// Say you have a Date/Time dimension
// (let's call it Dates), and
// each month has a unique ID called
// MonthID (unique across all years).
// These ID's should be
// consecutive integers.
// Let your [Measure] be the measure
// that you want to calculate the
// 3M average for.
[Measure 3MA] =
// If you change __N to be 6
// then the code will calculate
// a 6-month average.
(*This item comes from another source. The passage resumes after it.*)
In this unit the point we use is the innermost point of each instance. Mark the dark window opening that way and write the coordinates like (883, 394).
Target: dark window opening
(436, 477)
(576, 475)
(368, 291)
You get
// the gist...
var __N = 3
var __lastVisibleDay =
LASTDATE( Dates[Date] )
var __lastMonthId =
MAX( Dates[MonthID] )
var __canGoBackNMonths =
// The first feasible date
// on which you could calculate
// the moving average is
// the last day of the Nth month
// counting from the start of
// the calendar.
var __firstJan =
CALCULATE(
MIN( Dates[Date] ),
ALL( Dates )
)
var __firstFeasibleDay =
EOMONTH( __firstJan, __N - 1 )
return
__LastVisibleDay >= __firstFeasibleDay
var __output =
if( __canGoBackNMonths,
var __NLastMonthsWithMeasure =
ADDCOLUMNS(
SELECTCOLUMNS(
GENERATESERIES(0, __N - 1),
"@Month", [Value]
)
"@Measure",
var __monthPeriod =
DATESINPERIOD(
Dates[Date],
DATEADD(
_lastVisibleDay,
(-1) * [@Month],
MONTH
),
-1,
MONTH
)
return
CALCULATE(
[Measure],
__monthPeriod
)
)
var __average =
AVERAGEX(
// If the value of [@Measure]
// for any of the months is BLANK,
// this value will be skipped by
// the AVERAGEX function. If you
// want to treat BLANKs as 0's
// and thus include them in the
// calculation, just add 0 to
// [@Measure].
__NLastMonthsWithMeasure,
[@Measure]
)
return
__average
)
return
__output
The code above works for any selection of dates. It calculates 3 months back starting from the most recent date visible in the context. So, you'll get numbers not only if you put months on the axis, but also for any date. The code is not simple because you have to remember that you can calculate such an average only when there are enough days to go back. If you fall off of the left edge of the calendar (Dates), you must return BLANK.